Também podem acontecer com o tempo seco
Mas os deslizamentos não acontecem apenas em dias de chuva. Também podem ocorrer em tempo seco, sobretudo em arribas junto ao mar. Por exemplo, nas arribas do Algarve, o vento, a água do mar e as variações de temperatura vão desgastando lentamente a rocha.
Ao longo do tempo, criam fissuras e fragilizam a estrutura.
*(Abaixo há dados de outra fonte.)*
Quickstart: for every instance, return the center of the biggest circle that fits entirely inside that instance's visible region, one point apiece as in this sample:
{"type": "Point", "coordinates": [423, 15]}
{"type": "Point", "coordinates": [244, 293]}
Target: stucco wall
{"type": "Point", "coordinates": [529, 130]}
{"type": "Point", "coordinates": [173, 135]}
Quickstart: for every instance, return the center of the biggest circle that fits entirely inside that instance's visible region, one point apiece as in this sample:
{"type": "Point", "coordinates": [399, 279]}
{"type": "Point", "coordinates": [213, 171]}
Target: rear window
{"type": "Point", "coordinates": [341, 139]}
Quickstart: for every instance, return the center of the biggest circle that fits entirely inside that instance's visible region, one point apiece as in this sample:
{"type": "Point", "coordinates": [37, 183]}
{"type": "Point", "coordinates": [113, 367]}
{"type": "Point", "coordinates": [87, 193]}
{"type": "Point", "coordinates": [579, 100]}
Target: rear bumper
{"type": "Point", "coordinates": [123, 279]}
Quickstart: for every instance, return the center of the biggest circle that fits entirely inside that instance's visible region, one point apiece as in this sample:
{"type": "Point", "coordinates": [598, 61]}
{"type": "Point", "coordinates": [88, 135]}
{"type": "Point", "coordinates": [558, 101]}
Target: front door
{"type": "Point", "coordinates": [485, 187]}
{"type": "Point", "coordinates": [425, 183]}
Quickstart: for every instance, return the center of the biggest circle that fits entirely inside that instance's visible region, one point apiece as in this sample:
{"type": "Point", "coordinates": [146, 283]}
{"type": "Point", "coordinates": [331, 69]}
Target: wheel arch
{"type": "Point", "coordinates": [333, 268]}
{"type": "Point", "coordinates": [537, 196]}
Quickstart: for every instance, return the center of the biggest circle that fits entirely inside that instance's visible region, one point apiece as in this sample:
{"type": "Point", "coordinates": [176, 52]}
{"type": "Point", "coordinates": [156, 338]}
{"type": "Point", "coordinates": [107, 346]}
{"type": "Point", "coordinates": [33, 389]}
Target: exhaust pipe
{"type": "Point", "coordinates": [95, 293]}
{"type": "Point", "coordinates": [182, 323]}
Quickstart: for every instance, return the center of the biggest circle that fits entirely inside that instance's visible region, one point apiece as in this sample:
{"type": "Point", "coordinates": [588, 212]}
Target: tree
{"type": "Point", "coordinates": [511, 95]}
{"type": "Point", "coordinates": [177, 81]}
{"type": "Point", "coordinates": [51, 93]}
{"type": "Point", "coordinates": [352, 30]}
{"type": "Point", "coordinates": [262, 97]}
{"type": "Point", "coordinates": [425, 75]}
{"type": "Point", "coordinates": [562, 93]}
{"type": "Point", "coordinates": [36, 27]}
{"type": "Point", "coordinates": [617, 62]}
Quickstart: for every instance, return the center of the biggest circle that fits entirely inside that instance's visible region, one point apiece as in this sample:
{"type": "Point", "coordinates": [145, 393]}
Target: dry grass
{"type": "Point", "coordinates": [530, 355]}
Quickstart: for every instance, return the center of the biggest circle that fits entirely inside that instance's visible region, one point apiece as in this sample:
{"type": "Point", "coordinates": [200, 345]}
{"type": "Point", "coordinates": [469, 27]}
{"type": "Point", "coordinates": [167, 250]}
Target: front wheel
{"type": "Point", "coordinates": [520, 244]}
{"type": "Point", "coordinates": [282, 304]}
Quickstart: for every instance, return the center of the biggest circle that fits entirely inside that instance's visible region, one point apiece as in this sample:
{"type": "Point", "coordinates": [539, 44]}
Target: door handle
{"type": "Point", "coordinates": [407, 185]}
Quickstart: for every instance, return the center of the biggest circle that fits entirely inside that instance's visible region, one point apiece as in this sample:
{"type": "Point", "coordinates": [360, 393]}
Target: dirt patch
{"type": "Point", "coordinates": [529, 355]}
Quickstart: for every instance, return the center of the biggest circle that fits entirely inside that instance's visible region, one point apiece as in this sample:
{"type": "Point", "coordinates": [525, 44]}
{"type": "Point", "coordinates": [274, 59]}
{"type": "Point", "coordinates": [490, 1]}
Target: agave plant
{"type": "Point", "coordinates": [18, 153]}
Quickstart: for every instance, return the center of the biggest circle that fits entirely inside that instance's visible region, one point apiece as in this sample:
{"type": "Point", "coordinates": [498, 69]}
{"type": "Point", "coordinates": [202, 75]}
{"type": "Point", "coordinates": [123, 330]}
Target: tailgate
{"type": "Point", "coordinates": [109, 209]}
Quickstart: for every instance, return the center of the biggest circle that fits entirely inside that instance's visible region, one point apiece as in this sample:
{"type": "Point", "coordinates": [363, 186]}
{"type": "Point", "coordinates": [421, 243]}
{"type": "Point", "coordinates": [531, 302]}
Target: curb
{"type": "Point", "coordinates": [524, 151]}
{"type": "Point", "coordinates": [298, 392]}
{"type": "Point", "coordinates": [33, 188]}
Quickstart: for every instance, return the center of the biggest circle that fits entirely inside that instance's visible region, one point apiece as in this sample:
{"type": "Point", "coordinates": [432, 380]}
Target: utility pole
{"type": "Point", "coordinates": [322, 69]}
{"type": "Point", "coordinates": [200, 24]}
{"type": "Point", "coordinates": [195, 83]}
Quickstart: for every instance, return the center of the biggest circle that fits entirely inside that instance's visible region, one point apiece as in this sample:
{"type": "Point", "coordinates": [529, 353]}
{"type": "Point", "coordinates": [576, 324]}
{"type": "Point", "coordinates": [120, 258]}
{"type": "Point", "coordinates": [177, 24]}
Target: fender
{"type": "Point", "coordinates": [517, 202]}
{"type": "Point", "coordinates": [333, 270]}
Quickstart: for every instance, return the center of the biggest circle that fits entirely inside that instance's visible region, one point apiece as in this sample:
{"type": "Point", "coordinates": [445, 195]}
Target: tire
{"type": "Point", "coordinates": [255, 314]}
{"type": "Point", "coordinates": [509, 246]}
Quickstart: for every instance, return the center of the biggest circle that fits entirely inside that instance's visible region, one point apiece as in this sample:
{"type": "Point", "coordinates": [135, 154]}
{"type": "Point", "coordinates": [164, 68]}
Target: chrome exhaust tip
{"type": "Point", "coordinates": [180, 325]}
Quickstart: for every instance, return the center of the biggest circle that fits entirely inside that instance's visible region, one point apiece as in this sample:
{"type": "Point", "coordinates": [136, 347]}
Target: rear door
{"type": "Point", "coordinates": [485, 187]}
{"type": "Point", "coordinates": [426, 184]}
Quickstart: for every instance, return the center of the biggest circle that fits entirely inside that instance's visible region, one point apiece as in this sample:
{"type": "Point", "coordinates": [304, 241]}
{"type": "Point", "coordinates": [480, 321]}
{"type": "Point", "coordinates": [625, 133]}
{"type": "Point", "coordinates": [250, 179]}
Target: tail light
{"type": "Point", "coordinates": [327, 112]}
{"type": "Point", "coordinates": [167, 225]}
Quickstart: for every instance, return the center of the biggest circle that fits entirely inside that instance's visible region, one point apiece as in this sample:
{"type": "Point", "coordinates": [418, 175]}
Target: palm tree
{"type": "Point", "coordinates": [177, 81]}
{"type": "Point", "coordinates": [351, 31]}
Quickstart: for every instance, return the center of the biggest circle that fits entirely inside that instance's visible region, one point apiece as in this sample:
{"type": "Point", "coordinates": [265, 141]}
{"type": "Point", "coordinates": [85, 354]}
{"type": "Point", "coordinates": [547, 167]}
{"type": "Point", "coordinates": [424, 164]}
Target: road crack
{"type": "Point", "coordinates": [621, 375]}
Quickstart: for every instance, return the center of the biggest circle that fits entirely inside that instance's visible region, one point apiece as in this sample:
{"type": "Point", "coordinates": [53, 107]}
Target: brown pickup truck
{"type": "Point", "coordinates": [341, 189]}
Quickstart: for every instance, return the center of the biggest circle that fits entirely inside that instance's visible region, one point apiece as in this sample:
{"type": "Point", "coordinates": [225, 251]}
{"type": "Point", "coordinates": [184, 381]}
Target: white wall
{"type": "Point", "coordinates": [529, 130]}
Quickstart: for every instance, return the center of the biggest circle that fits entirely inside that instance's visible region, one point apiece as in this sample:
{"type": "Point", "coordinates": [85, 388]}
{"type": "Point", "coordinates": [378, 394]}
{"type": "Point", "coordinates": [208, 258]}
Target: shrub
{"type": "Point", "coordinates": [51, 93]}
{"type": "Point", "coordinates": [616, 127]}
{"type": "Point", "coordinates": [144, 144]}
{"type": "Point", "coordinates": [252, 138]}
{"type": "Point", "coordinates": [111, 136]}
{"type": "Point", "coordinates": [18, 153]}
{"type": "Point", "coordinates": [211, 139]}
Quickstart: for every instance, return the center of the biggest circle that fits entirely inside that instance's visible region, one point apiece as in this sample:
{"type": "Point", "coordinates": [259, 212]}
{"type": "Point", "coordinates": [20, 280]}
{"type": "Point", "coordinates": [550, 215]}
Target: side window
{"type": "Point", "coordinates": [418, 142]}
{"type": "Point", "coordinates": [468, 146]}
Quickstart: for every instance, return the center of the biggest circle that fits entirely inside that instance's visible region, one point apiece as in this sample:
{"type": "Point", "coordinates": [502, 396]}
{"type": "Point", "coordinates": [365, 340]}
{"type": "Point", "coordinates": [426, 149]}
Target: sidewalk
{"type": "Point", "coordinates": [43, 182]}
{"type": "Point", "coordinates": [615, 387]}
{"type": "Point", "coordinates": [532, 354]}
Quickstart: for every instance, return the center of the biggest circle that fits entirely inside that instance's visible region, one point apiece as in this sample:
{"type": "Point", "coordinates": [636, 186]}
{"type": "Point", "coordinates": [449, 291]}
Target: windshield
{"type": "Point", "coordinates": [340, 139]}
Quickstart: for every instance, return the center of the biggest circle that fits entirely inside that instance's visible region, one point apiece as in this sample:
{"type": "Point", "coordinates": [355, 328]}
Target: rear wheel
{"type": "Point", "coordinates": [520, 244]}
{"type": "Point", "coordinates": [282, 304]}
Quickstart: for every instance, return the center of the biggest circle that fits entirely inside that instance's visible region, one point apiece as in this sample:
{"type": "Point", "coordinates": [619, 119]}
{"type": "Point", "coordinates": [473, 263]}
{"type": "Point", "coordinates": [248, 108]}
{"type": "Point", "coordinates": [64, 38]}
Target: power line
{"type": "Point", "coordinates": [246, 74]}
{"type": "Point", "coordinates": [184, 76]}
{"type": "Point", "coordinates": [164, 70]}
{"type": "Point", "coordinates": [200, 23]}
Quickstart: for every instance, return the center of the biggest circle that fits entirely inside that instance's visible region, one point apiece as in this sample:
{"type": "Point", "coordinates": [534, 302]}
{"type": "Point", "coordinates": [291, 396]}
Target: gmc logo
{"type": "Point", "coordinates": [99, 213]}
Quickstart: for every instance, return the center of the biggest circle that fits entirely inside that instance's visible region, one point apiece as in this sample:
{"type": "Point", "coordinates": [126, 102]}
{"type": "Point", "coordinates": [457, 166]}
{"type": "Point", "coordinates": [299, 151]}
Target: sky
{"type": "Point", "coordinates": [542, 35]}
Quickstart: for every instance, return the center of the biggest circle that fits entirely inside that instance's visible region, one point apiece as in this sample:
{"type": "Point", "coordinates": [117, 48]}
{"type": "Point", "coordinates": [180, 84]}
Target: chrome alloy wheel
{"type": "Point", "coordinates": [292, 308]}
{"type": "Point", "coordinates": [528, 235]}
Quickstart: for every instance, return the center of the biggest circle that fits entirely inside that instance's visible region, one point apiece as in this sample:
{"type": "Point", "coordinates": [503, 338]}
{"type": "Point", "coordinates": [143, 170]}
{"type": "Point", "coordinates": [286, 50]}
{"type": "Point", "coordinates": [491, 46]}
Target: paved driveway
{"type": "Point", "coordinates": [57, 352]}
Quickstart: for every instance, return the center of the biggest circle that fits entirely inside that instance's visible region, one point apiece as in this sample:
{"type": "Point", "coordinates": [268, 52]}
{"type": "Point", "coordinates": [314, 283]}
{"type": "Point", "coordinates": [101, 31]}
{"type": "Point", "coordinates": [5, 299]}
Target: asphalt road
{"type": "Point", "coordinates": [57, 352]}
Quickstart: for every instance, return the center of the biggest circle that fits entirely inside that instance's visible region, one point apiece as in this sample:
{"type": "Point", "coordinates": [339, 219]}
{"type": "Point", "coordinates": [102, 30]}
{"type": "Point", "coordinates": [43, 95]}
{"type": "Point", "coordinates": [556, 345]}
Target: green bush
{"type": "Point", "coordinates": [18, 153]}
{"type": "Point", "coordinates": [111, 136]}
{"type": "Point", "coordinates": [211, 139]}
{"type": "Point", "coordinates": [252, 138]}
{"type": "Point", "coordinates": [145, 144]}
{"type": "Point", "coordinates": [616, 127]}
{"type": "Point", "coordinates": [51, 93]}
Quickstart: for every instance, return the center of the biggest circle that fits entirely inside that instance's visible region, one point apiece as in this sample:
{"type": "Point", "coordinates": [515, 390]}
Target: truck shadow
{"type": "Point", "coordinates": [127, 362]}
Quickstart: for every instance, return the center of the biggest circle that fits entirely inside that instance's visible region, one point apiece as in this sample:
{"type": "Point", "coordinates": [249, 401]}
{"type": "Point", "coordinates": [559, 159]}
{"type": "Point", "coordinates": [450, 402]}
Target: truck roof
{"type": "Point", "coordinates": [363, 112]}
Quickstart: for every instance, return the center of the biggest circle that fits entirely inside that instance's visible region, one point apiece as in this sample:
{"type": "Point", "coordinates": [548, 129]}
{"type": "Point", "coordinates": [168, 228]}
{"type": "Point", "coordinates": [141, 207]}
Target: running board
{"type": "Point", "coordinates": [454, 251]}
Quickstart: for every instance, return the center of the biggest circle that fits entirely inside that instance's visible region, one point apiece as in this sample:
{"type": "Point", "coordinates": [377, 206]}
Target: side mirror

Mesmo sem chuva, um pedaço de arriba pode desprender-se e cair. É por isso que, em muitas praias, existem avisos para não permanecer demasiado perto das falésias.
Outro fator importante é a ação humana. Quando se constroem casas ou estradas em encostas sem estudos adequados, altera-se o equilíbrio natural do terreno. Cortar a base de uma encosta ou retirar demasiada vegetação pode aumentar o risco de deslizamento. O solo deixa de ter o mesmo apoio e proteção.
A floresta ajuda a "segurar" os terrenos
As árvores desempenham aqui um papel fundamental. As suas raízes funcionam como uma rede que segura a terra e ajuda a manter o solo mais firme. Além disso, as plantas absorvem parte da água da chuva, reduzindo a quantidade que fica acumulada no terreno.
Em zonas montanhosas, a existência de floresta e vegetação bem cuidada contribui para diminuir o risco de deslizamentos.
Por isso, é essencial haver bom planeamento urbanístico. Antes de construir, engenheiros e especialistas estudam o tipo de solo, a inclinação do terreno e o risco de cheias ou deslizamentos. Decidir onde se pode ou não construir ajuda a proteger pessoas, casas e infraestruturas.